Ma mère arrive pour me border et me lire une histoire. Elle me regarde avec tendresse. Je redouble de ferveur, je fais le pieux. Je ferme les yeux, dis en moi-même :
«Mon Dieu, je vous laisse, Maman vient d'entrer dans ma chambre.»
Elle est fière de ma foi ardente tout en redoutant qu'un jour je ne me tourne vers la prêtrise. J'ai déjà évoqué la possibilité d'entrer au Petit Séminaire, je me lève à six heures du matin pour aller servir la messe à l'externat Saint-Joseph à Lyon, le collège de Jésuites où je poursuis mes études. C'est une messe basse, c'est-à-dire courte, je ne suis pas qualifié pour les longues cérémonies qui requièrent une liturgie complexe.
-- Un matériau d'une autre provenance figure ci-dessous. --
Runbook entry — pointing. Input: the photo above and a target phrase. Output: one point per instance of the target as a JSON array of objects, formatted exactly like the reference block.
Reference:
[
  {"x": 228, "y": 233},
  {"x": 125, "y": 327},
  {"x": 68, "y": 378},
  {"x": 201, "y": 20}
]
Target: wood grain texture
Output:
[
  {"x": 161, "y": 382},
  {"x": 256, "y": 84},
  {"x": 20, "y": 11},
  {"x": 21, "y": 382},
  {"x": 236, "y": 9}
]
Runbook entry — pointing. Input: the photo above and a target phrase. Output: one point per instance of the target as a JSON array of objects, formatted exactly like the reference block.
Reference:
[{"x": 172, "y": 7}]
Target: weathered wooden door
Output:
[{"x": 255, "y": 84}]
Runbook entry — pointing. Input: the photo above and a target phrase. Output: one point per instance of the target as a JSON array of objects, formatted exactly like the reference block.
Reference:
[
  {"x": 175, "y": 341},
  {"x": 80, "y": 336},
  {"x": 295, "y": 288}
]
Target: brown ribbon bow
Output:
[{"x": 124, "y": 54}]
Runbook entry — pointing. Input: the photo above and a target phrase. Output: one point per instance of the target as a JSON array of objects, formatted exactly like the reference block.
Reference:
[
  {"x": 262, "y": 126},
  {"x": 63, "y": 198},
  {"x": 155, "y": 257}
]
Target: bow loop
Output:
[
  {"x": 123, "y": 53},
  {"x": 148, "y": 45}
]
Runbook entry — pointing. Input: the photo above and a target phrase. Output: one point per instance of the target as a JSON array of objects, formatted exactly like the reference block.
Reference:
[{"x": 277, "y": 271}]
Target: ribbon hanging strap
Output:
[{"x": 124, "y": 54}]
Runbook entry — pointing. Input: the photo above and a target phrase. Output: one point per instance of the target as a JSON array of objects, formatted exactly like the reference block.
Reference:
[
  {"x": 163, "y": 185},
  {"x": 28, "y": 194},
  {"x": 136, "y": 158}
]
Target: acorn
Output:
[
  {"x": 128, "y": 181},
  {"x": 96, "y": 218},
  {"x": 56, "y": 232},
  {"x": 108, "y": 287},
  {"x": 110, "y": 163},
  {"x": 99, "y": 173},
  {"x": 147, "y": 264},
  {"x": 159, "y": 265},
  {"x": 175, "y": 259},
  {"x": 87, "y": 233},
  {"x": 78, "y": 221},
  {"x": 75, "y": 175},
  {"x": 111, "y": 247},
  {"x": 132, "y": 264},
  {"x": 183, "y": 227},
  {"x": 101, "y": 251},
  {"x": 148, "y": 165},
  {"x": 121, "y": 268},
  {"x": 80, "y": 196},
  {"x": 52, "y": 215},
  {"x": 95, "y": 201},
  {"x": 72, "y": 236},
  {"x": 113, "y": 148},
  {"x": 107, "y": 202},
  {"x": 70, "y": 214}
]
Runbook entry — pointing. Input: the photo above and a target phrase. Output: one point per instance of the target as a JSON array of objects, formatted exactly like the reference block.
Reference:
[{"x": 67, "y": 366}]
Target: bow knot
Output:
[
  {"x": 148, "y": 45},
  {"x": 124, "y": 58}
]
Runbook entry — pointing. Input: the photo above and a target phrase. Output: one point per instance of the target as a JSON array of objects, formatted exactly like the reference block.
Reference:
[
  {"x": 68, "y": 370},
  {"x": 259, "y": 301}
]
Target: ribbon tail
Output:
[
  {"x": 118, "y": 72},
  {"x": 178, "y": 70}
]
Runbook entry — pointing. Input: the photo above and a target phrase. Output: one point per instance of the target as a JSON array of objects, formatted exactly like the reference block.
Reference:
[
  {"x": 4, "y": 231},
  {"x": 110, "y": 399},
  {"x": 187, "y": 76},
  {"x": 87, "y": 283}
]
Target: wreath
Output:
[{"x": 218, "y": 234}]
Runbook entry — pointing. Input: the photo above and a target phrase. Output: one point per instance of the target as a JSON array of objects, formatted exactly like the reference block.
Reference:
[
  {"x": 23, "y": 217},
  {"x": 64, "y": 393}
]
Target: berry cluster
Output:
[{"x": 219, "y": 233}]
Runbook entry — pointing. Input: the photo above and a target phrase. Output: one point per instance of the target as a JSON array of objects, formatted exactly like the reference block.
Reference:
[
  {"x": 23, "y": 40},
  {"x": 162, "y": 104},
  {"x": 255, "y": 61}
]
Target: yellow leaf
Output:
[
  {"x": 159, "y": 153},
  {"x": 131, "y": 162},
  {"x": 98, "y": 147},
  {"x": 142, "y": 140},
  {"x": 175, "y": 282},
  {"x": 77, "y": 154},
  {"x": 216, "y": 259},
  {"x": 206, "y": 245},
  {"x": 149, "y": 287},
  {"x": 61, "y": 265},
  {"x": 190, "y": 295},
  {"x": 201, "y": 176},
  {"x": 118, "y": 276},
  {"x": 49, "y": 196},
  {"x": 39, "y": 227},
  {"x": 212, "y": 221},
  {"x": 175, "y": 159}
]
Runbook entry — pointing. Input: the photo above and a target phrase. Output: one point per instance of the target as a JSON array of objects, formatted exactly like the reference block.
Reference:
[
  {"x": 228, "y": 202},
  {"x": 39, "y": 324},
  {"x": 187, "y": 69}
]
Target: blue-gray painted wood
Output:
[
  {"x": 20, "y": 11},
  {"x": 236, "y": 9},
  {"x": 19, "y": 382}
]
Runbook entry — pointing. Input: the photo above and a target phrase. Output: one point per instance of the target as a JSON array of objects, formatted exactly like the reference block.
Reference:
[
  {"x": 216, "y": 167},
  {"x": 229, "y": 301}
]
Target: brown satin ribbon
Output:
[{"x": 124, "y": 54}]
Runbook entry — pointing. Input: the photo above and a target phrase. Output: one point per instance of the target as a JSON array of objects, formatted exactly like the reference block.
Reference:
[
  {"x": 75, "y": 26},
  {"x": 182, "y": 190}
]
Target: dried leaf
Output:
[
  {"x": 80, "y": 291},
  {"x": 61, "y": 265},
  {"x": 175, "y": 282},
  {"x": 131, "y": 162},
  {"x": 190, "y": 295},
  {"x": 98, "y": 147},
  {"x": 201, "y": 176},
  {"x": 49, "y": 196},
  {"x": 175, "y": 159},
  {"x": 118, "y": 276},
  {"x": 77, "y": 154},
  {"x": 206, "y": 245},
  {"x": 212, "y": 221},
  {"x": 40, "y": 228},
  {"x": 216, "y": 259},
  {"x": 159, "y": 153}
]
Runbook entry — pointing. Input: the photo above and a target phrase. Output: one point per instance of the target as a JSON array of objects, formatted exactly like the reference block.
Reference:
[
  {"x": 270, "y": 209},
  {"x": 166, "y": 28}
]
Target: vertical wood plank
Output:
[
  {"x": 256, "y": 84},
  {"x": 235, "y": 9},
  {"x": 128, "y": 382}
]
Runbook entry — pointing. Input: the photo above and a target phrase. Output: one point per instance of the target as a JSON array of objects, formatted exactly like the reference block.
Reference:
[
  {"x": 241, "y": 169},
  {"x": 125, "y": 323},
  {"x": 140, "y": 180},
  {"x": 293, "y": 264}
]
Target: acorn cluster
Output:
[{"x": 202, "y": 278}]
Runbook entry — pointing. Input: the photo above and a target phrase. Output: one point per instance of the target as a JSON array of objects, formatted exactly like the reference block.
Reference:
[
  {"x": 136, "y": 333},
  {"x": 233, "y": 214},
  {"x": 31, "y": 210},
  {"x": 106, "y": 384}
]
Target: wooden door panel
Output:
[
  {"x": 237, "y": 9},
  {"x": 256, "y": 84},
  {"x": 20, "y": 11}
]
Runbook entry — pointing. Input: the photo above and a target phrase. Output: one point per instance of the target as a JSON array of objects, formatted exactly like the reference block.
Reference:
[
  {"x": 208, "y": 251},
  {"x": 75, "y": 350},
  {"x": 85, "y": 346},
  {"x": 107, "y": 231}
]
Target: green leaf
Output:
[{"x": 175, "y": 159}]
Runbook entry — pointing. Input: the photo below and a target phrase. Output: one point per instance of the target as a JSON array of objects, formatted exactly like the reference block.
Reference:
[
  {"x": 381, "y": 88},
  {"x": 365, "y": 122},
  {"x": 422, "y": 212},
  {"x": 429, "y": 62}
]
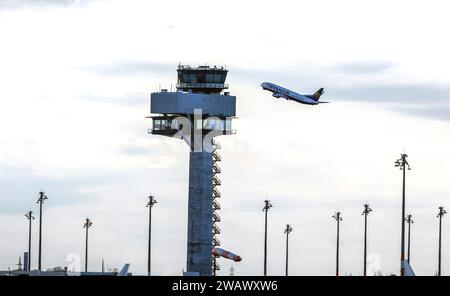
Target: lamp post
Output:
[
  {"x": 87, "y": 225},
  {"x": 267, "y": 206},
  {"x": 402, "y": 163},
  {"x": 30, "y": 217},
  {"x": 42, "y": 197},
  {"x": 441, "y": 213},
  {"x": 287, "y": 231},
  {"x": 409, "y": 221},
  {"x": 338, "y": 218},
  {"x": 152, "y": 201},
  {"x": 366, "y": 212}
]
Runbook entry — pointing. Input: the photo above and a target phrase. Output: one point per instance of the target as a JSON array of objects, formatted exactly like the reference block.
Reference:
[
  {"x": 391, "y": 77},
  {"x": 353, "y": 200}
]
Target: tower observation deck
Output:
[{"x": 199, "y": 110}]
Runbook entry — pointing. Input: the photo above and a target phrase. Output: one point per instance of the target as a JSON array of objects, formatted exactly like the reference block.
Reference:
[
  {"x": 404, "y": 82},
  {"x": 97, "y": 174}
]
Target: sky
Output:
[{"x": 75, "y": 84}]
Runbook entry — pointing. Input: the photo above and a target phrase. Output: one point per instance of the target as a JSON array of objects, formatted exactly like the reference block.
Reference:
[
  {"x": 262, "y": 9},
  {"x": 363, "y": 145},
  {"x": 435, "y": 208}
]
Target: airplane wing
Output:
[{"x": 124, "y": 270}]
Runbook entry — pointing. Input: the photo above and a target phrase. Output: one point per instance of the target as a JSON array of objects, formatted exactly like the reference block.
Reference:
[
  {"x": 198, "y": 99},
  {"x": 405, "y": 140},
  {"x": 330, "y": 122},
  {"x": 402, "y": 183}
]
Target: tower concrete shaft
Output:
[
  {"x": 197, "y": 112},
  {"x": 200, "y": 213}
]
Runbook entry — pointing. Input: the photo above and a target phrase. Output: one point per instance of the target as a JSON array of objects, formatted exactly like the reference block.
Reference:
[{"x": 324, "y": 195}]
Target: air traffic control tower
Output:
[{"x": 199, "y": 110}]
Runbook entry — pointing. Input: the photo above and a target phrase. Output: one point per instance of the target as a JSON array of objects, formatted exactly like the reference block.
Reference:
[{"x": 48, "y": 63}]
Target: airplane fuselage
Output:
[{"x": 281, "y": 92}]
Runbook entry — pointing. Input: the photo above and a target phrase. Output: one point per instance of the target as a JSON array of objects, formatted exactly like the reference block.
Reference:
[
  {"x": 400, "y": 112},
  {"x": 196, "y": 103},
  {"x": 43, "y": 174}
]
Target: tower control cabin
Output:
[{"x": 199, "y": 110}]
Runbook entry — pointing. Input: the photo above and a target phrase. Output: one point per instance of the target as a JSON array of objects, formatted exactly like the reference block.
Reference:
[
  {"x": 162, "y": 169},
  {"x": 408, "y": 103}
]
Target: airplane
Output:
[{"x": 281, "y": 92}]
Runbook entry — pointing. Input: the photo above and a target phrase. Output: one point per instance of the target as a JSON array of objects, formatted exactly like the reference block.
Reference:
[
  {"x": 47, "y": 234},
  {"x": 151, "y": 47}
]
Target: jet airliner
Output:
[{"x": 281, "y": 92}]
Quand je suis perdu, je me signe, ça me donne une contenance. A cette heure matinale, dans l'église, il y a peu de monde, à peine ici ou là une bigote tombée du lit et qui marmonne ses prières. Je suis le petit fayot de Dieu : l'odeur de l'encens m'enivre comme s'enivre le prêtre qui remplit ses burettes et s'avale une bonne rasade de piquette, du blanc de qualité médiocre, dès sept heures du matin. Nous sommes pris d'un fou rire devant ses yeux vitreux. J'allume les cierges avec ravissement, j'aime ce moment de recueillement avant les cours. Je communie, j'adore le goût de l'hostie, ce pain azyme qui fond sous la langue comme une galette. Cela m'emplit de force, j'ânonne mes formules en latin sans les comprendre, ce qui les rend d'autant plus belles. Je sers la messe avec une fureur toute flagorneuse ; je veux avoir les meilleures notes au paradis. Quand je plisse mon regard, il me semble que Jésus cligne affectueusement de l'oeil à mon endroit.
Deux ans après, lors de ma communion solennelle, je me livre à une orgie de bonté. Je souris à tous, je suis habité par l'Ange du Bien en personne. Je hume avec volupté mon nouveau missel à tranche dorée dont les pages bruissent quand on les tourne. Je flotte dans mon aube au-dessus du sol, je baigne dans l'onction. Oncles et tantes me couvrent de baisers que je prodigue à mon tour à mes cousins sans compter. Ce zèle emplit ma mère de fierté et d'une secrète inquiétude. D est bon de croire mais avec mesure : la bonne ville de Lyon, ancienne capitale des soyeux, regorge d'abbés misérables, aux soutanes tachées, aux godillots crevés, qui sont les souffre-douleur de leur hiérarchie, les têtes de turc des gamins, les prolétaires de l'Église Romaine Universelle et Apostolique. Beaucoup meurent jeunes, épuisés et maltraités.